Small-molecule induction of Aβ-42 peptide production in human cerebral organoids to model Alzheimer's disease associated phenotypes

Human mini-brains (MB) are cerebral organoids that recapitulate in part the complexity of the human brain in a unique three-dimensional in vitro model, yielding discrete brain regions reminiscent of the cerebral cortex. Specific proteins linked to neurodegenerative disorders are physiologically expressed in MBs, such as APP-derived amyloids (A beta), whose physiological and pathological roles and interactions with other proteins are not well established in humans. Here, we demonstrate that neuroectodermal organoids can be used to study the A beta accumulation implicated in Alzheimer's disease (AD). To enhance the process of protein secretion and accumulation, we adopted a chemical strategy of induction to modulate post-translational pathways of APP using an Amyloid-beta Forty-Two Inducer named Aftin-5. Secreted, soluble A beta fragment concentrations were analyzed in MB-conditioned media.
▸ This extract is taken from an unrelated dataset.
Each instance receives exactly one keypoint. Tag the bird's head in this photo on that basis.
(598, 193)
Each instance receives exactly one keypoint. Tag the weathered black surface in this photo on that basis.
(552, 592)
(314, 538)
An increase in the A beta(42) fragment secretion was observed as was an increased A beta(42)/A beta(40) ratio after drug treatment, which is consistent with the pathological-like phenotypes described in vivo in transgenic animal models and in vitro in induced pluripotent stem cell-derived neural cultures obtained from AD patients. Notably in this context we observe time-dependent A beta accumulation, which differs from protein accumulation occurring after treatment. We show that mini-brains obtained from a non-AD control cell line are responsive to chemical compound induction, producing a shift of physiological A beta concentrations, suggesting that this model can be used to identify environmental agents that may initiate the cascade of events ultimately leading to sporadic AD. Increases in both A beta oligomers and their target, the cellular prion protein (PrPc), support the possibility of using MBs to further understand the pathophysiological role that underlies their interaction in a human model. Finally, the potential application of MBs for modeling age-associated phenotypes and the study of neurological disorders is confirmed.